On this day in 1968 US Olympic sprinters Tommie Smith and John Carlos are stripped of their medals at the games in Mexico City for their protest during the medal ceremony the day before. Both African American men bowed their heads and raised a black gloved fist to the sky, the black power salute, while the United States national anthem played. Smith had set a world record in the 200 meter dash and earned the gold medal, while Carlos finished third to earn the bronze. Along with being stripped of their medals both athletes were told they had to leave Mexico immediately. I always wondered what the silver medalist felt through all of this. It was Peter Norman of Australia. As it turns out he supported his fellow medalists and wore the same badge on his shoulder that protested the poverty that plagued black Americans.
On this day in 1989 a 7.1 earthquake rocked the San Francisco Bay area at 5:04 local time during the height of the rush hour commute home. 63 people were reported killed and over 100,000 buildings were reported as damaged, along with large portions of the infrastructure. Many people nationwide saw the aftermath unfold while waiting to see the World Series dubbed the "Battle of the Bay" between the Oakland A's and the San Francisco Giants. It experienced a 10 day delay before resuming. The Golden Gate Bridge remained undamaged, despite reports of it swaying heavily from side to side, but the Bay Bridge experienced a large section of it's upper deck road collapsing onto the lower deck.

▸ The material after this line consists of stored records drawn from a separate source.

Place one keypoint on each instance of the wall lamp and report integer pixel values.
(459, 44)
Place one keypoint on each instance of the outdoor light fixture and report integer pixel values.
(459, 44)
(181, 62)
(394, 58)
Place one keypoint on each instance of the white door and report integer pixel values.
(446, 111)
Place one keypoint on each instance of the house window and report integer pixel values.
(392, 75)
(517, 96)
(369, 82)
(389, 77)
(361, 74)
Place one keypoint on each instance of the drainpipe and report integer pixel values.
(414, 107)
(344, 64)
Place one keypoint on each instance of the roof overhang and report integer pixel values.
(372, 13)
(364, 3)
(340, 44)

On this day in 1777 the American colonists win the Battle of Saratoga against the British during the American Revolution. Many argue that this was the most important victory for the Americans during the war as it convinced France to intervene on their side. It also prevented the British from cutting New England off from the rest of the colonies. Under the command of General John Burgoyne, the British surrendered their 5,000 man army at the village of Saratoga after failing to break the American line.

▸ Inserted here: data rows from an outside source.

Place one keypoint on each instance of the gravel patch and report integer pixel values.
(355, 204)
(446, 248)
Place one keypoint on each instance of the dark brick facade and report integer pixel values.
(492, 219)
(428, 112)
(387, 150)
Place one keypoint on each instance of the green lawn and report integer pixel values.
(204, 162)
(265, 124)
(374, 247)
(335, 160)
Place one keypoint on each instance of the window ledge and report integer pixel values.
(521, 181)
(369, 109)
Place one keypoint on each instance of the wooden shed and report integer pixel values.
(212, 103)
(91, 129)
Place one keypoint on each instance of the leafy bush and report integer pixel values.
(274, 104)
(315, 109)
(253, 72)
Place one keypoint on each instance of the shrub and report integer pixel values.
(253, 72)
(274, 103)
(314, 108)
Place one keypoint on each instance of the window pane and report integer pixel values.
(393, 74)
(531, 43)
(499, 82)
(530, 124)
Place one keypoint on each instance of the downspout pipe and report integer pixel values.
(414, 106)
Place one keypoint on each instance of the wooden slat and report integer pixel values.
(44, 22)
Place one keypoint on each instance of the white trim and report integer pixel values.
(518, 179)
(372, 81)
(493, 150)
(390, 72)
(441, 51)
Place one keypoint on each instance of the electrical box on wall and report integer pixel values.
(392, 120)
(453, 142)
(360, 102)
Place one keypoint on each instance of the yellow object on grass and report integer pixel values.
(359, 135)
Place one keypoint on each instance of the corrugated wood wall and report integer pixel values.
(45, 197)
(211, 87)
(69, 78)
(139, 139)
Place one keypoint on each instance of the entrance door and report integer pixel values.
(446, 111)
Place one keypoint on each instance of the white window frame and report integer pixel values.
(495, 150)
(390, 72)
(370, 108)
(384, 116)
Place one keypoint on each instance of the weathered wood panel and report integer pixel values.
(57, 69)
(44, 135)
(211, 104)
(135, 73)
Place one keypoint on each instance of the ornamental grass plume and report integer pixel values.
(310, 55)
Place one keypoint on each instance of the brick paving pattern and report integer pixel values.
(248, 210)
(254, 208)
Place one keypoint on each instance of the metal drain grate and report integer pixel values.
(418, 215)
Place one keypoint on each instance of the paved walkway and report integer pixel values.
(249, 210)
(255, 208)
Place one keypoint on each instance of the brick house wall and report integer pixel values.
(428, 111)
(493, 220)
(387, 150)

On this day in 1974 president Gerald Ford was brought before Congress to explain why he pardoned his predecessor Richard Nixon. By granting the pardon, Nixon could not be legally pursued for the Watergate scandal that forced him to resign the office of the president. Some said this was a back door deal that was a thank you by Ford to Nixon for naming him vice president 2 years prior. Ford's explanation was that he wanted the nation to begin healing and the quickest way to do so was to grant the pardon so everyone could move on. And you wonder why he wasn't re-elected.
I would also like to take this opportunity to wish my dear old dad a Happy Birthday!